New Hampshire smacks down cap and trade

Phil Kerpen President, American Commitment
Font Size:

The New Hampshire House of Representatives today voted overwhelmingly — 246 to 104 — for New Hampshire to become the first state to repeal an up-and-running global warming cap-and-trade energy tax system. The state senate is expected to follow suit with a similarly veto-proof repeal. The move has major implications both in the region and nationally.

Since 2008, New Hampshire has been one of the 10 members of the Regional Greenhouse Gas Initiative (RGGI), a power plant-only cap-and-trade system that holds quarterly auctions requiring electric utilities to buy carbon dioxide permits. The cost of those permits is buried in the rate base and passed on to customers in the form of higher electricity prices. The tab is $28.2 million so far and rising — the state budget estimate for the next year jumped to $70 million in hidden energy taxes under the RGGI cap-and-trade program. Moreover, the program has become a honey pot for corrupt special interest giveaways to corporations, as a recent report from Grant Bosse of the Josiah Bartlett Center showed.

RGGI was supposed to segue directly into a national cap-and-trade system, and was designed by Lisa Jackson, now EPA administrator, when she ran New Jersey’s Department of Environmental Protection. The pitch to industry was that they could get a head start on buying cap-and-trade permits for two or three dollars each, and make a fortune when a federal bill passed with permit prices ten times that or higher. Now that a federal bill is dead, RGGI is a lose-lose for everyone except the politicians who get to spend the money and the special interests receiving subsidies.

The overwhelming veto-proof, bipartisan vote today means that New Hampshire is now on a path to doing something that looked impossible just a couple years ago — repeal a cap-and-trade program. In the process, it could deal the death blow to cap and trade both regionally and nationally.

While RGGI can survive the loss of a small state like New Hampshire, it could probably not survive the loss of a large state like New Jersey, where a repeal effort is picking up steam fast, with at least 37 co-sponsors. The bill, sponsored by Alison Littell McHose in the state assembly and Mike Doherty in the state senate, added its first Democratic co-sponsor last week in State Senator Paul Sarlo. Activists in the state are making state cap-and-trade repeal the top issue in a campaign year where the entire state legislature is in cycle, and the New Hampshire repeal could raise the New Jersey bill’s profile enough for Governor Chris Christie to finally come off the fence and support repeal.

The national implications are also huge, considering the brick wall of opposition Barack Obama ran into on his cap-and-trade plan in 2009. It now looks like the only path to a national cap-and-trade bill would be for Republicans to again (as they did in 2008) nominate a pro-cap-and-trade presidential candidate. But the presidential nomination runs through New Hampshire, and with debates set to start soon, there will be tremendous pressure on one-time cap-and-trade supporters like Jon Huntsman and Tim Pawlenty to distance themselves from that advocacy and take a strong anti-cap-and-trade stance in a state that overwhelmingly rejected the policy on the state level.

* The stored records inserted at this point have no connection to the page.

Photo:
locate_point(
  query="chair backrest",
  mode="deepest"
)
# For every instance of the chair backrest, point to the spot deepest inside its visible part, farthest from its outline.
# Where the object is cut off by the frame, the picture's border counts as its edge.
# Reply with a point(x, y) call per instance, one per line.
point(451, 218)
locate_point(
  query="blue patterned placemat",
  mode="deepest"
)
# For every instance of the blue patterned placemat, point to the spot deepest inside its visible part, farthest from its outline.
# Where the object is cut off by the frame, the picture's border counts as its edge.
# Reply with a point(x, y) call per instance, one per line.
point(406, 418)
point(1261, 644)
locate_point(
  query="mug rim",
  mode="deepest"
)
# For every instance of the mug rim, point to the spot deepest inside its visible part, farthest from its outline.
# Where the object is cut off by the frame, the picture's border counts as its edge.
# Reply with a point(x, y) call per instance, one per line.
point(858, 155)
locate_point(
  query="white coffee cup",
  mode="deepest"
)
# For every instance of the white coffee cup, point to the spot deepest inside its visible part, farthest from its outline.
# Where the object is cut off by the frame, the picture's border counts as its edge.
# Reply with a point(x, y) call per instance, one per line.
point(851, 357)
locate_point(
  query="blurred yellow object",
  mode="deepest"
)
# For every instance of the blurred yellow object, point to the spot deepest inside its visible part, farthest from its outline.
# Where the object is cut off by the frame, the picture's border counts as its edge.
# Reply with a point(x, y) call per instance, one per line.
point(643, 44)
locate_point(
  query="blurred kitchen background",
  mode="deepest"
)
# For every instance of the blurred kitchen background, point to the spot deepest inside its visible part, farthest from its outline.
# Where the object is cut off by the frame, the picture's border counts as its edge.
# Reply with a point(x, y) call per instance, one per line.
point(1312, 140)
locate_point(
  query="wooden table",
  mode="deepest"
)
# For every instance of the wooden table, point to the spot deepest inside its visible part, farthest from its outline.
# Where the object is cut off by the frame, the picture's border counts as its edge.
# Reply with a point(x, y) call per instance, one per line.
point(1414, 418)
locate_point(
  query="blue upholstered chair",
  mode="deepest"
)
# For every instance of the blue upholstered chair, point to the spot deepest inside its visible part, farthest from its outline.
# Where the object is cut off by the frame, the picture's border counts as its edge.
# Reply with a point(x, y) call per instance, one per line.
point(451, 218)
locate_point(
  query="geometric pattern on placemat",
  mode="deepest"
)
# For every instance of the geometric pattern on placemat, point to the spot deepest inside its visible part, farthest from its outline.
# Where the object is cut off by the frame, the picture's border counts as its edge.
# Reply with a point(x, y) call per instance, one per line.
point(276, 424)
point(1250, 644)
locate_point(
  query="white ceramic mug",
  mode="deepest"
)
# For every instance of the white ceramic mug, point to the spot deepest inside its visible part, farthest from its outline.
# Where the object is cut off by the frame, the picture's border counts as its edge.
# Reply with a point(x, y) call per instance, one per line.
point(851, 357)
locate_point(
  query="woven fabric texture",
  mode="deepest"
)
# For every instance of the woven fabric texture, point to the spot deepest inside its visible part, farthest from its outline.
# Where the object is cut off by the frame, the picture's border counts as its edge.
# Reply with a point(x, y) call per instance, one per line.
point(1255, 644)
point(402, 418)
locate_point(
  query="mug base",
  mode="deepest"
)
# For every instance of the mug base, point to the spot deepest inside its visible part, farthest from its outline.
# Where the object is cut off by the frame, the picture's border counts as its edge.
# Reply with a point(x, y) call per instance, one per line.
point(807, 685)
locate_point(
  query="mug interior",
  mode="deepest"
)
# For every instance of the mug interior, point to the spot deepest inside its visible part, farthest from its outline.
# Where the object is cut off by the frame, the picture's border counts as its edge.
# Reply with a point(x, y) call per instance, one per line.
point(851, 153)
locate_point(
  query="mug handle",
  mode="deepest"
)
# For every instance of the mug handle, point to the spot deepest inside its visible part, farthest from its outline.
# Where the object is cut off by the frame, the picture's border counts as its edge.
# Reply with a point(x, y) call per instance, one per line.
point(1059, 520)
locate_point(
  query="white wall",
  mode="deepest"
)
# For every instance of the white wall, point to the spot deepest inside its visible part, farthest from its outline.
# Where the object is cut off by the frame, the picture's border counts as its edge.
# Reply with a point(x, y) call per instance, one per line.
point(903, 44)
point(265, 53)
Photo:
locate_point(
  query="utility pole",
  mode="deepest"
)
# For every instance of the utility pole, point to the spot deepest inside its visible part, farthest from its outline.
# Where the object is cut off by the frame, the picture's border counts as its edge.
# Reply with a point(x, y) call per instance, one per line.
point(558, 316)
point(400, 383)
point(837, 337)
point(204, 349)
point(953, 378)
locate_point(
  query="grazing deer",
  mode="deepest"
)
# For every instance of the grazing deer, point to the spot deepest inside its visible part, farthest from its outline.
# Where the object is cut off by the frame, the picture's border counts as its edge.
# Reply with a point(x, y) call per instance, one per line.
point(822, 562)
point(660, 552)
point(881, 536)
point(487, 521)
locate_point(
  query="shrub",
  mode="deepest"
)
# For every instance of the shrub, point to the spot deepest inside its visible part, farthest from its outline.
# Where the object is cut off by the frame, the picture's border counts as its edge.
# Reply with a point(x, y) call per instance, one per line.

With the New Hampshire fight well underway, green groups will go all out to pressure and intimidate state senators not to support repeal and kill their cap-and-trade dream. New Hampshire state senators should hold firm and follow the strong message sent by today’s bipartisan 246 to 104 House vote. If they do, they can deal the death blow to cap-and-trade — not just in New Hampshire, but perhaps nationally.

Phil Kerpen is vice president for policy at Americans for Prosperity.